Plans to demolish historic Duluth building stall
DULUTH, MN -- The old Astoria hotel, also known as the Bullseye building, won’t be demolished for the time being.
Monday, property owners spoke in front of the Duluth Historic Preservation Commission to make their case to move forward with demolition.
Anne Stratioti, representing property owner ZMC Hotels, said when the building was purchased, they saw an opportunity.
“The bullseye building was purchased in 2017 with the intent that the site would be a good location for future development,” she said.
Stratioti said the building quickly deteriorated under their ownership, as water main leaks, sewer issues, and falling keystones made upkeep more and more difficult.
“The building currently has a cost of $750,000, and the cost to repair only, not bring it back to its hotel Astoria Days, is $2.4 million,” said Stratioti.
That money would only pay for repairs to the building’s exterior.
To repair the interior of the building, she estimates another $5 to $6 million could be involved, without the promise of a return on investment.
Tenants were given the notice to vacate in December and were given until March to move out.
There are currently no plans to fill the space with a parking structure.
When the owners were finished speaking, public comment was allowed, and several members of the community came forward in opposition to the building’s demolition.
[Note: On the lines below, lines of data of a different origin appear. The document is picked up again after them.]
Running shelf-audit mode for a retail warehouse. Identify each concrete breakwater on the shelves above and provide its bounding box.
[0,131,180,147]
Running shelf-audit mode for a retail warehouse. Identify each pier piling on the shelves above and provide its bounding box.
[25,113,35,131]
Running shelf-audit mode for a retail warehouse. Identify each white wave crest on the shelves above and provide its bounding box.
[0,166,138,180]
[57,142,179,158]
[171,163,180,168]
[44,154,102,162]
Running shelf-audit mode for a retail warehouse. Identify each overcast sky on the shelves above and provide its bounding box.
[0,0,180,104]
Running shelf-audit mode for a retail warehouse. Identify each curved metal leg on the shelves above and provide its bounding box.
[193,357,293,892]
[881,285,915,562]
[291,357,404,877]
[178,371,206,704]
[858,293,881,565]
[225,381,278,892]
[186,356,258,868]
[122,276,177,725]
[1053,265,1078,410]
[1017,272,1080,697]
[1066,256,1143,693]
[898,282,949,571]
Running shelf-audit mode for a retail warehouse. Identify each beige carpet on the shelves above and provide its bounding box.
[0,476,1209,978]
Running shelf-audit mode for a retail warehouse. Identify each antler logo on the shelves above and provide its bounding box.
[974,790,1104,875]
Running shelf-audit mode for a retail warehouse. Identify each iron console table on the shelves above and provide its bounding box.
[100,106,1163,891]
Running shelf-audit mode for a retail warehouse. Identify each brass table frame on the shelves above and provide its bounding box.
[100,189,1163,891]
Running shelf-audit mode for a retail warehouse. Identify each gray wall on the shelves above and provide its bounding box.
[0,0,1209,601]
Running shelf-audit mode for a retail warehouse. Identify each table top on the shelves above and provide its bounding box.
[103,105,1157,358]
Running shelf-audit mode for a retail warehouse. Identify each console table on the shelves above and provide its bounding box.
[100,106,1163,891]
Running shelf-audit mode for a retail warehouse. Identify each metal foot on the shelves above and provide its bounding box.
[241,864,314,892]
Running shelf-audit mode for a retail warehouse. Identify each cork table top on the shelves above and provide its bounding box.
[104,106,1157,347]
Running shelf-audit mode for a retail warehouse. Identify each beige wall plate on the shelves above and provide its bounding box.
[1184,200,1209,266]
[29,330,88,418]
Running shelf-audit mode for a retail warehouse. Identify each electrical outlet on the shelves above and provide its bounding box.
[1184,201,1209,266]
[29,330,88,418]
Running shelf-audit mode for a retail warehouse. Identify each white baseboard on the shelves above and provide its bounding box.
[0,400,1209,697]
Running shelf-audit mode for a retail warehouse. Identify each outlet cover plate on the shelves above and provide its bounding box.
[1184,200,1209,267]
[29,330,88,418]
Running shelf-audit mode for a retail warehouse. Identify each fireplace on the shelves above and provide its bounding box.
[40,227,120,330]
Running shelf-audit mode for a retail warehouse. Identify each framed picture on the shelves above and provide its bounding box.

“If they have a cognitive dissonance approach to historic buildings, meaning it’s too difficult [for them] to make happen, then maybe get another owner in there that wants to make it happen,” said Rod Raymond, owner of the Fitgers Brewhouse, who’s helped restore several buildings downtown.
Raymond and others expressed the value buildings like the Astoria Hotel have to the Downtown corridor.
“You don’t tear it down without exploring all options because you don’t like what’s happening there. It’s not the building’s fault,” he said.
Stratioti acknowledged the concerns but believes the building is too far gone.
“This building has been in decline for decades and is not a prime example to showcase the construction of block and brick that permeates downtown Duluth,” she said.
Several other concerns were raised.
One community member argued the building’s status as a Nationally Protected Historic Structure means it’s subject to different rules.
He believes the demolition process should be conducted according to state regulations rather than city ordinances.
The commission decided to table the approval process for another date, requesting the owners come back with a better idea of the cost needed to restore the building.
There is no set date for when the issue will be discussed again.
NOTE: Several modifications have been made to reflect inaccuracies in the original story.